Labour has so far pencilled in cuts and tax increases amounting to just over 3% of GDP - although one-third of that comprises tax increases (mainly the new tax on jobs via NICs), and they have outrageously failed to provide any detail on what specific areas of public spending will be cut (other than admitting that capital expenditure will be slashed).
George has so far promised specific cuts totalling £7bn, but has failed to explain whether they are in addition to Labour's cuts, or simply a bit of detail within Labour's existing totals. And Cam has compounded the problem by excluding the NHS and overseas aid from the cuts (thereby loading all the pain onto the other 80% or so of spending).
So what are they actually going to do come 6th May? Yes, Cam will stand in the sunshine on the steps of No 10, looking great with Sam by his side, and deliver his homily. But what happens once he goes inside and that wonderful old door closes behind him?
Here's what: the tradesmen's entrance from No 11 suddenly bursts open and an ashen faced George races in waving the secret Treasury file spelling out the real options:
- Lean and mean - immediate 20% cut in all Departmental Expenditure Limits, increase in State Pension Age to 70 by 2015, outright abolition of Child Benefit and other working age benefits, 5 year freeze on all public sector salaries and pension entitlements.
- Siege economy - whack up taxes - double VAT, 30% standard rate of income tax, 60% higher rate, 35% Corporation Tax - manage loss of competitiveness by leaving EU and imposing Bennite tariff wall.
- Weimar Republic - rescind Bank of England independence, fire up the presses, inflate the debt away
- Whistling in the dark - do none of the above and hope the economy somehow grows us to salvation before the markets take fright
Whistling in the dark, aka growing out of debt, is the most attractive, involving least pain, and least loss of GDP in the process of deleveraging (ie reducing the ratio of debt to GDP). Unfortunately, McKinsey could find only three cases where that has happened, and they all involved WW2 or oil booms.
Weimar Republic, aka high inflation, has been the way out in a quarter of cases, so it's definitely a runner. But it doesn't always pan out altogether for the best, as Weimar showed all too clearly. And with today's skittish globalised bond markets it could easily end in a Götterdämmerung of high interest rates and collapsed sterling. Which might not be that great.
Massive default is a possibility not explicitly covered in the secret Treasury file - yet. But McKinsey reckon it too has been deployed in a quarter of cases. We'd just need to decide if we wanted to rank alongside Mexico and Argentina, and give up any hope of international credit for a generation or two.
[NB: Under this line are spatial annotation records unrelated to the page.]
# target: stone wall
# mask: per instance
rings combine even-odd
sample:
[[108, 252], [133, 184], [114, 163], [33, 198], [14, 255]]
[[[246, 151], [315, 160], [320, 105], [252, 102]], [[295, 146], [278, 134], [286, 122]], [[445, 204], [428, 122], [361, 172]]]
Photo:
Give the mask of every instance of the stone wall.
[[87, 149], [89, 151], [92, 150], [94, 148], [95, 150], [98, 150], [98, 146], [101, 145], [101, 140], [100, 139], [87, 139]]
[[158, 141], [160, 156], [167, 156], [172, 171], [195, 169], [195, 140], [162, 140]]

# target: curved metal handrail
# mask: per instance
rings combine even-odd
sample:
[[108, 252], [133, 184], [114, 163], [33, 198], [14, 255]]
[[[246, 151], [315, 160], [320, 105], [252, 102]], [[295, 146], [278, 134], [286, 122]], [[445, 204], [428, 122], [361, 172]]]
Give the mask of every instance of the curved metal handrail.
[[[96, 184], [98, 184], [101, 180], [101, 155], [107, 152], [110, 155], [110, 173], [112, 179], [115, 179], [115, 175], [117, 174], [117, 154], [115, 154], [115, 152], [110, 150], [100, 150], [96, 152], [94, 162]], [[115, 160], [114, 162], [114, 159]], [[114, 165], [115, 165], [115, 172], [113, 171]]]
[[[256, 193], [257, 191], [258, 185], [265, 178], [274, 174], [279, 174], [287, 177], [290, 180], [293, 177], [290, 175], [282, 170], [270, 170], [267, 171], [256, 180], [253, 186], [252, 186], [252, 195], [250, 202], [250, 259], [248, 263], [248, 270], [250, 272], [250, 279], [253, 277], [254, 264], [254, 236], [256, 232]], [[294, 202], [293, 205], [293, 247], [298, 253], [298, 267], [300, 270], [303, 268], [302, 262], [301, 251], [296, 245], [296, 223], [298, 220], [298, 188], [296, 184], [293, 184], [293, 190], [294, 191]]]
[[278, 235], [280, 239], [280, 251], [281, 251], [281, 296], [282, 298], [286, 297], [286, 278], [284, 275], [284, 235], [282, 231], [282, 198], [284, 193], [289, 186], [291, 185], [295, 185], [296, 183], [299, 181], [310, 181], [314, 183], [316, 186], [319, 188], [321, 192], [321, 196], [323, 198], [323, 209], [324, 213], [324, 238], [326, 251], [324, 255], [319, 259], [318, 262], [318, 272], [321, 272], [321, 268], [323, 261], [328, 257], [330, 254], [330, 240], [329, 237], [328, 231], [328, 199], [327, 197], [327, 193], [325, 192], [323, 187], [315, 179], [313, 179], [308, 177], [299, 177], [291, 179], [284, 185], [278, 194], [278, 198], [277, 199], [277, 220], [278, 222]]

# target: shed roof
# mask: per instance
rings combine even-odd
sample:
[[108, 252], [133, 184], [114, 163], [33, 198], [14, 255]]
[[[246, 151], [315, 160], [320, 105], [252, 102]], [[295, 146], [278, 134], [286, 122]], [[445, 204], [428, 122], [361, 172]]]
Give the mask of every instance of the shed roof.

Still, the clear winner - the approach that's been deployed in half of all cases - is what McKinsey call simply belt-tightening. The most common response of over-indebted countries is to borrow and consume much less.
Of course, individuals and companies know that, and many are already taking action to cut their debts. But governments are not always so bright. Or so decisive.
So as they contemplate maybe putting together some kind of plan, Cam and George might care to note a specific concern McKinsey raise:
"Current projections of government debt in some countries, such as the UK... may offset reductions in debt by households and the commercial sectors. We therefore see a risk that the economies may remain highly leveraged for a prolonged period, which would create a fragile and potentially unstable economic outlook over the next five to ten years."I hope someone at the Treasury remembers to highlight that point with a particularly flourescent marker.
We cannot afford any more faffing around.